Section 8 of Article VIII of the Constitution of Florida gives the Legislature power to establish and to abolish municipalities, to provide for their government, to prescribe their jurisdiction and powers and to alter and amend the same at any time. The constitutionality of Chapters 13425 and 16668,supra, are not called into question in this proceeding. Quo warranto proceedings in the name of the State of Florida upon the relation of the Attorney General, joined by property owners as co-relators, is the proper remedy to inquire into the usurpation of a public franchise by or through unlawful authority. See State ex rel. Davis v. City of Stuart, 97 Fla. 69, 120 So. 335.

It is contended that the return and answer of the respondent contain allegations of fact constituting municipal benefits to the land involved in this suit.

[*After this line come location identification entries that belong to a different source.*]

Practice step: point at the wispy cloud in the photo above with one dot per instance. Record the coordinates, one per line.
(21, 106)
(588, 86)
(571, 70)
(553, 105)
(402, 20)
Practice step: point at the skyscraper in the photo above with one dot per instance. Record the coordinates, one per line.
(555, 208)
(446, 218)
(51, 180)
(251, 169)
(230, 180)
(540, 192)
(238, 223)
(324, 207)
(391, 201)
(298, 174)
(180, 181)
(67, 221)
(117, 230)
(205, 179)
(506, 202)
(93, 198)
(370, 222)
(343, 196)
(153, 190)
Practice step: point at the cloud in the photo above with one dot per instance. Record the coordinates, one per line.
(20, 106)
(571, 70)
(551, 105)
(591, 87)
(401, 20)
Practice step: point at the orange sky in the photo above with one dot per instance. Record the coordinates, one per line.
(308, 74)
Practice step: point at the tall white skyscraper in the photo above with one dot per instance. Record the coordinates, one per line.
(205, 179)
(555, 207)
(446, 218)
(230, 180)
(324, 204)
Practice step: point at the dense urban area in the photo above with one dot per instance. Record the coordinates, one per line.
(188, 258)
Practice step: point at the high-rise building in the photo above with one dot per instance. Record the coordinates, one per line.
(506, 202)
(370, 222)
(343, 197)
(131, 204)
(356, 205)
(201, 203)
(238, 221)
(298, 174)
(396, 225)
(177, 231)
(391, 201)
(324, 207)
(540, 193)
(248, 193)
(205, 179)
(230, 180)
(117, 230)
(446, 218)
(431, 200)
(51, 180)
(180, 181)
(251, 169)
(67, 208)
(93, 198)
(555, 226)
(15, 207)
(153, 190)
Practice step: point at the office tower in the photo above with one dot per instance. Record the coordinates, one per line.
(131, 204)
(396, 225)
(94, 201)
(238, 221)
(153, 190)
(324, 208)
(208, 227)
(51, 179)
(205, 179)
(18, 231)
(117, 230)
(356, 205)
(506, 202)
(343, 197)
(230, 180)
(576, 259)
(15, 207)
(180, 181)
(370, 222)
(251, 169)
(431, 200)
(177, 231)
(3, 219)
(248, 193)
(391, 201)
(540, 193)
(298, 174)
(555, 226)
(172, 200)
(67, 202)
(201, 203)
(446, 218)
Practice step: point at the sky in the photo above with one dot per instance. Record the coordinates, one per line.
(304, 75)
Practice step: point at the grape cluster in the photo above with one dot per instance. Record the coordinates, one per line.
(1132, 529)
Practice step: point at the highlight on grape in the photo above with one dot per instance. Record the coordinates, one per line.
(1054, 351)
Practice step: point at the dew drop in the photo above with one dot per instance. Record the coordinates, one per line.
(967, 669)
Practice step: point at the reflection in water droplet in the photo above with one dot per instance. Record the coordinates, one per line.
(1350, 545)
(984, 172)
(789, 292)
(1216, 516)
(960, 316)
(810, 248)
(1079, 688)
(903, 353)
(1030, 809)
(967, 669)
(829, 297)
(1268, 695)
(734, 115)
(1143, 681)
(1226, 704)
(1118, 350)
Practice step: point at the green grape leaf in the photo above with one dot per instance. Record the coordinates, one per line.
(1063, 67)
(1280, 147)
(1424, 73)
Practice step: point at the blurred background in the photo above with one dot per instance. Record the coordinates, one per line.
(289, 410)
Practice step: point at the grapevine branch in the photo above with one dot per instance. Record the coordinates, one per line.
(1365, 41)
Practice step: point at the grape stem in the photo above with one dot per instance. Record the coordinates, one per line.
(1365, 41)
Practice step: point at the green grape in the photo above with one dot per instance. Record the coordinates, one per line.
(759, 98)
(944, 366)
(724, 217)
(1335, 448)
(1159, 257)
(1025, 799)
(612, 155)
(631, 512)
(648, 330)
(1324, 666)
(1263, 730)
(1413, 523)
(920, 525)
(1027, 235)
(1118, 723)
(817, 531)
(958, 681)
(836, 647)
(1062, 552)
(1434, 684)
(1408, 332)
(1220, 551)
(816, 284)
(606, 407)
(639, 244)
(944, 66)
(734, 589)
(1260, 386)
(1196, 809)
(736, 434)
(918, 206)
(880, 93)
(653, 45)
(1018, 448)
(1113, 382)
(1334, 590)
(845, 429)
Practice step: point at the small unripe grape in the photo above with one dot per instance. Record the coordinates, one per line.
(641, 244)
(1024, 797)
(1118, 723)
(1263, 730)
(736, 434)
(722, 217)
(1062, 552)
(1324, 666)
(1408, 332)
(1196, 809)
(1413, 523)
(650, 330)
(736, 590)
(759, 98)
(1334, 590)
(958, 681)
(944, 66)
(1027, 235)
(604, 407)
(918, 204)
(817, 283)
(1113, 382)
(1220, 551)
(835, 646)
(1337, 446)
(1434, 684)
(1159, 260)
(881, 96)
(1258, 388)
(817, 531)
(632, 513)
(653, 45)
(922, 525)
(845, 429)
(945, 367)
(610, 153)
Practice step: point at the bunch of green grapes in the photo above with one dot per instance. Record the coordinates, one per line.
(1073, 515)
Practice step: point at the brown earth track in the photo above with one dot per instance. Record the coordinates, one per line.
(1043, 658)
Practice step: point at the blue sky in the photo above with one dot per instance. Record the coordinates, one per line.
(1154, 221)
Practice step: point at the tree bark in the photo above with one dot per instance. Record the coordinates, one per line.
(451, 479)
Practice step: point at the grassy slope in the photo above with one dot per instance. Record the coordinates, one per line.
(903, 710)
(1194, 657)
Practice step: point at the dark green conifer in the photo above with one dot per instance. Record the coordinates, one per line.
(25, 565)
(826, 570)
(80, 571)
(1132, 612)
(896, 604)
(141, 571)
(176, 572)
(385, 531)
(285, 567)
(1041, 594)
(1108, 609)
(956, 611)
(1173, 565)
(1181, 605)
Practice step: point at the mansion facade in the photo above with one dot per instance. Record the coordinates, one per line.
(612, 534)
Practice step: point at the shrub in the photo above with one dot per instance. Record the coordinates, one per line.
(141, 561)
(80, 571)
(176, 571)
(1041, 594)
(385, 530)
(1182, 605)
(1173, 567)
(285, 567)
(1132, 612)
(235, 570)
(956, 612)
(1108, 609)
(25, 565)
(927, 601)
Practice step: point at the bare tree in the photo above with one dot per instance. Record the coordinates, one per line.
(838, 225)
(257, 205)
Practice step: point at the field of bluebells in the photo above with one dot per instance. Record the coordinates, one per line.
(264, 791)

We are inclined to the view that the allegations showing municipal benefits to the lands herein described are the conclusions of the pleader, because the brief of respondent admits that the land is situated in remote sections of the municipality; that the lands are unimproved; police and fire protection and garbage service are not necessary for vacant lots located on the northern and southern boundaries of the municipality. The contention that the lands involved are within the range of municipal benefits is certainly the conclusion of the pleader. We fail to find error in this assignment.

It is next contended that the relators are estopped from maintaining the suit at bar because the title to some of the *Page 529 land involved is based on titles acquired by the foreclosure of tax certificates issued by the respondent. We have not been supplied with authorities sustaining this view. The purpose of the quo warranto proceedings here is to determine the franchise power of the respondent city to tax lands where no municipal benefits accrue thereto. The fact that the title to some of the land involved was acquired by the foreclosure of tax certificates is not relevant or material. The title to said property cannot be made an issue, but the question of municipal benefits is the paramount issue to be determined. The contention that the respondent under the Constitution is as a matter of law entitled to a jury trial is correct, and in this we are in accord, but before a jury trial can be had, an issue for determination must be presented and the answer and return fail to present such an issue.

The burden of showing error rests on the one asserting it. There is a presumption in law and equity of the correctness of the ruling of the trial court. We fail to find error in the record.

The judgment appealed from is hereby affirmed.

WHITFIELD, P. J., and BROWN and CHAPMAN, J. J., concur.

BUFORD, J., concurs in opinion and judgment.

Chief Justice TERRELL and Justice THOMAS not participating as authorized by Section 4687, Compiled General Laws of 1927, and Rule 21-A of the Rules of this Court.